La nueva anormalidad
La nueva anormalidad es la mascarilla que te asfixia cuando sales a correr. La distancia (anti)social entre conocidos y desconocidos y el gel que te pones en las manos antes de entrar a una tienda de ropa. Es la puerta cerrada de los museos y estadios, la siesta a las siete, los aplausos a las ocho, las cacerolas a las nueve y los despidos masivos en cualquier momento. Son los hospitales colapsados. Los superhéroes disfrazados de trabajadores de limpieza. Los alumnos que le aplauden al profesor de escuela por aprender a usar Zoom. Es la mirada triste y amargada que el otro día te devolvió el espejo de la peluquería. Los guantes quirúrgicos del mesero que te sirvió una copa, como quien va a un laboratorio químico para embriagarse.
La nueva anormalidad es sentarte en una terraza y pretender por unas horas que todo está bien. Es lamentarse de los abrazos y besos que no podemos dar. Los abrazos y besos pendientes. La nueva anormalidad es hacer ejercicio al aire libre (esa cosa tan simple) pendiente del reloj y de los horarios prohibitivos. Es aprender a diferenciar mascarillas como si fueran modelos de automóviles. Es no alejarse de casa más de un kilómetro a la redonda y haberte vuelto alguien potencialmente peligroso para los demás. Es inventar que olvidaste unas píldoras en el carro solo porque necesitas unos minutos alejada de tus hijos. Porque necesitas respirar. Es tolerar la música que escuchan tus roomies. Aprender a cocinar por YouTube. Preguntarte si los jóvenes saldrían tanto a las calles si el virus los afectara más a ellos que a los ancianos. Es saberte afortunado de seguir por aquí.

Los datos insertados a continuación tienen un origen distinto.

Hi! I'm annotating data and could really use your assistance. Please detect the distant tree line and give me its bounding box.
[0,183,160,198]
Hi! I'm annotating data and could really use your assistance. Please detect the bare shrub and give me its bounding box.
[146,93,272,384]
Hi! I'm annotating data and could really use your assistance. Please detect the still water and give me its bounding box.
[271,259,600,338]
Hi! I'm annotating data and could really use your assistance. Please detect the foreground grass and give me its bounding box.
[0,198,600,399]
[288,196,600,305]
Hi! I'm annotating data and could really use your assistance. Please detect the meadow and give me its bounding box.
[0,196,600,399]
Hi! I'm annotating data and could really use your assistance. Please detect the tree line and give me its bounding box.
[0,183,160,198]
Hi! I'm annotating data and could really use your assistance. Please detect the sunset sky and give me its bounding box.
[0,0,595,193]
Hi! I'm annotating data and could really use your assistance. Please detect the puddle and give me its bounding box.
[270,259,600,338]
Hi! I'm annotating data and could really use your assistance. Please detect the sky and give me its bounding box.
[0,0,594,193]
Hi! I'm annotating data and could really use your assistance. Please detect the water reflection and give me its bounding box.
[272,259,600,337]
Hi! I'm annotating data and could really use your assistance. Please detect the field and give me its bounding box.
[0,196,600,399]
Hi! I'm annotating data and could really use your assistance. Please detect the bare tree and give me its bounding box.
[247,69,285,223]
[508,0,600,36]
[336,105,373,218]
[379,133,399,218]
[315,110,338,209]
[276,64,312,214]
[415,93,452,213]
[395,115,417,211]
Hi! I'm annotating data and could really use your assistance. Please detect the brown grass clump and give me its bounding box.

La nueva anormalidad es no estar más en Madrid ni en ninguna parte. Es ocupar la misma habitación sin ventanas donde vivimos todos, a oscuras como en un juego de niños o un bombardeo. Es cancelar pasajes hacia países que queríamos conocer. Poner en pausa los reencuentros. Postergar bodas y rupturas amorosas. Detenerte frente al atardecer con miedo a que tu ciudad retroceda de fase la próxima semana. Ser un necio pesimista. Echar de menos los antiguos privilegios: pasear por la avenida con los audífonos puestos, acompañarla al mercado, jugar al fútbol los miércoles, hablar mal de alguien en un café, llevar al perro a la playa. Es correr cuando lo que de verdad quieres es escapar. Tomarse una selfi con amigos en la Puerta del Sol más vacía que nunca y que todos sonrían detrás de sus mascarillas. Es dormir para olvidar. Llamar a mi padre para olvidar. Mirar una serie para olvidar. Leer para olvidar. Y escribir para recuperar todo antes de soltarlo otra vez.

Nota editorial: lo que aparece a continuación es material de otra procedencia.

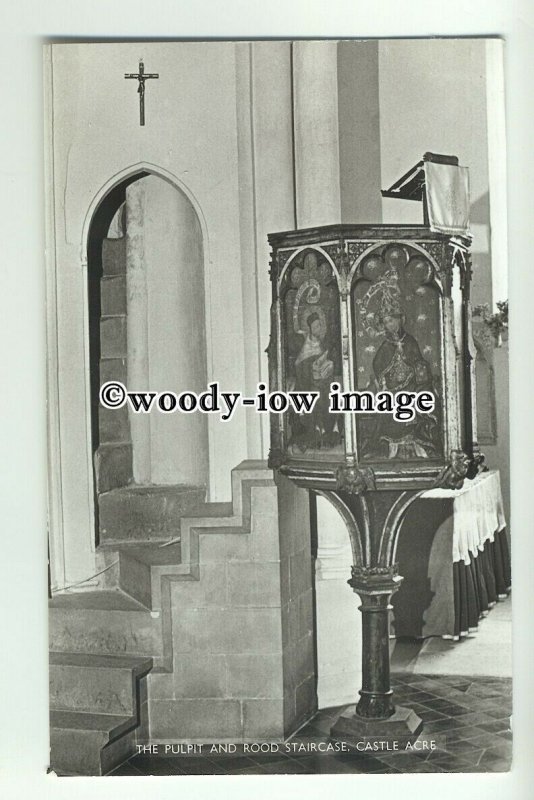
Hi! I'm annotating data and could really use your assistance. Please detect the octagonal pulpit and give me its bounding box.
[268,154,483,744]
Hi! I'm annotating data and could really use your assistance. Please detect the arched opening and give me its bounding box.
[87,170,208,544]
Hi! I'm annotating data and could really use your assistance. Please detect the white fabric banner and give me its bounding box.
[425,161,469,234]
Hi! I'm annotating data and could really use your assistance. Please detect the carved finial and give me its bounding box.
[433,450,471,489]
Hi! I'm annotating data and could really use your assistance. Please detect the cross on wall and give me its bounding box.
[124,58,159,125]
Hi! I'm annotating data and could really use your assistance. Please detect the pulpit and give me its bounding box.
[268,154,490,743]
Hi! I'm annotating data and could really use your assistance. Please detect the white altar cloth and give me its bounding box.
[421,470,506,565]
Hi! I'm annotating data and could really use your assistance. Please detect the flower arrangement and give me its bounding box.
[473,300,508,347]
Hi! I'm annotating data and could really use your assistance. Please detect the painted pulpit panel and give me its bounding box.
[351,242,444,462]
[281,248,343,460]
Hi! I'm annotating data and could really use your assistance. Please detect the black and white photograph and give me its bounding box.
[43,36,513,776]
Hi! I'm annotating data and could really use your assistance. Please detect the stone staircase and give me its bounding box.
[49,590,162,775]
[49,462,309,775]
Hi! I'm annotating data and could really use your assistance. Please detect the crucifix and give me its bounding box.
[124,59,159,125]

La nueva anormalidad es llegar a España, abrir un blog para contarlo y terminar escribiendo sobre el Covid-19. El virus se ha comido todo y eso incluye a nuestros temas de conversación. La nueva anormalidad es quitarles la careta a los políticos y conocer sus verdaderos rostros, sus intenciones, sus oportunismos. Es no saber si mañana tendrás empleo. Convertirte en el padre de tus padres. Es comprender que no somos el centro del universo y que nuestra soberbia milenaria no sirvió de nada contra un diminuto enemigo que nos regresó al lugar que nos pertenece. Es tener la oportunidad de aprender. De prepararnos para los efectos del calentamiento global. De no ser nuestro propio meteorito.
La nueva anormalidad es un ritual que empieza y termina con una mascarilla y jabón en las manos. Son los ojos que sospechan en los cruces peatonales. La desigualdad y sus terribles consecuencias. El invierno que no pudiste despedir y la primavera que te perdiste llegar. Son las aves indiferentes a nuestro sufrimiento y los animales que por fin recuperaron el espacio que les pertenece por derecho. Es entender que la guerra contra el virus no terminará mientras cada 24 horas haya nuevas víctimas. Darte cuenta de que cualquier proclama de victoria es un grito de ofensa hacia las familias de luto. Que quizás no salgamos más fuertes, ni mejores, ni más sabios. Que esa idea de renacimiento que funciona tan bien en Instagram, puede ser otra manifestación de nuestro ego. Como si siempre ganáramos las batallas, como si fuéramos los buenos de la película. La nueva anormalidad es entender que tal vez, quién lo sabe, no volvamos a abrazarnos y besarnos sin pensar, aunque sea por un pequeño instante, en la muerte.